Descriptif : « Plongez au cœur d’une saga familiale hors du commun, où la passion pour la porcelaine de Sèvres du XVIIIᵉ siècle traverse le temps. Entre amour du Beau, excellence des savoir-faire et attachement au patrimoine, la famille Rothschild noue un lien unique avec Sèvres, une manufacture emblématique et vivante depuis 1740.
Au sein de la famille Rothschild, les collections se créent et se transmettent de génération en génération. Grâce à leur générosité, nombre de ces trésors ont rejoint les collections publiques françaises et de grands musées internationaux.
De Francfort à Paris, en passant par Vienne, Naples ou Londres, les Rothschild ont réuni parmi les plus spectaculaires porcelaines de Sèvres du XVIIIᵉ siècle : vases aux formes de vaisseaux, d’animaux ou d’architectures, aux couleurs éclatantes et aux décors virtuoses. Présentées dans une scénographie immersive, ces œuvres dialoguent avec des archives inédites et des intérieurs reconstitués.
Réunissant pour la première fois les Manufactures nationales – Sèvres & Mobilier national et l’Académie des beaux-arts, propriétaire de la Villa Ephrussi de Rothschild, l’exposition propose un parcours en neuf sections, introduit par Béatrice Ephrussi de Rothschild. Elle retrace l’histoire de ces chefs-d’œuvre, tout en évoquant les spoliations subies par la famille, grâce à des prêts exceptionnels de grandes institutions françaises et internationales ».
Passiflore
6 avril 2026 @ 10:13
Oriane Beaufils, conservateur du Patrimoine, directrice des collections de la ville Ephrussi de Rothschild, dans une conférence sur « Sèvres sur la Riviera », les collections de Béatrice de Rothschild » (novembre 2024) parle des trésors de la villa de Saint Jean Cap Ferrat dont une grande partie se trouvait dans l’hôtel particulier de l’avenue Foch (alors avenue de l’Impératrice), acquis par Maurice de Rothschild, en 1887, actuellement ambassade de l’Angola, et avait été rapatriée en 1938, Béatrice étant décédée en 1934.
A Saint Jean Cap Ferrat, elle y avait installé, dans les appartements de son époux (dont elle était séparée) deux salons, dont l’un pour la porcelaine de Sèvres. Elle collectionnait des éléments de service, bleu « céleste » de Louis XV », des « vases hollandais », des « pots-pourris » de Madame de Pompadour, de rares « Urnes antiques » attribuées à Dodin, des vases « ferrés » et « montés », des cuvettes « Courteille », des vases gobelets et à oreilles, des jattes à punch, etc. etc. mais avait une prédilection pour les services à fond rose. Ces objets avaient acquis dans de nombreuses ventes (par son père, puis par elle) dont celles du comte de Lonsdale, de lord Revelstoke, de Rosenberg.
marie-francois
7 avril 2026 @ 13:37
Le mari de Béatrice de Rothschild ne s’appelait pas Maurice de Rothschild mais Maurice Ephrussi.
Maurice de Rothschild est celui qui a fait construire le château de Pregny au bord du lac de Genève.
marie-francois
8 avril 2026 @ 16:44
Non,Maurice de Rothschild n’a pas construit Pregny. Il en a hérité.
Nivolet la vraie???
6 avril 2026 @ 16:10
Effectivement, on ne peut évoquer le mécénat sans y associer l’emblématique famille Rothschild, comme le montre cet article.

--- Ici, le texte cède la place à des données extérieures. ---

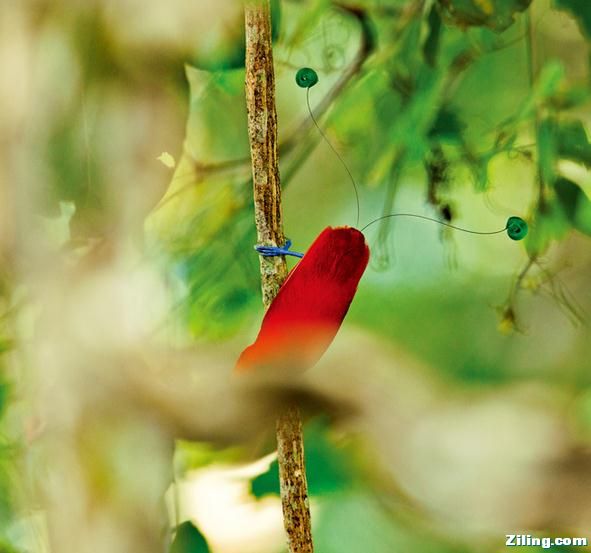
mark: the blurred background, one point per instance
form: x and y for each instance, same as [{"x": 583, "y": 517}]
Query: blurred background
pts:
[{"x": 454, "y": 406}]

Cependant, les Français ayant parfois la mémoire aussi courte qu’ingrate, il est utile de rappeler que, sans John D. Rockefeller Jr., le château de Versailles, le Petit Trianon et le parc n’existeraient sans doute plus aujourd’hui, au grand bonheur de M. Apathie, qui rêve de le raser. De nombreuses pièces de mobilier et œuvres d’art n’auraient jamais regagné leurs pénates versaillaises sans la générosité du couple Wrightsman.
Nous devons également beaucoup à des mécènes tels que Guggenheim, Barnes, Stern, Morgan ou Gould, sans oublier les mécènes anonymes, qui ont contribué au renouveau culturel de la France.
Nivolet la vraie???
6 avril 2026 @ 16:12
**de Rothschild
Danielle
7 avril 2026 @ 16:06
Cette exposition me plaira beaucoup.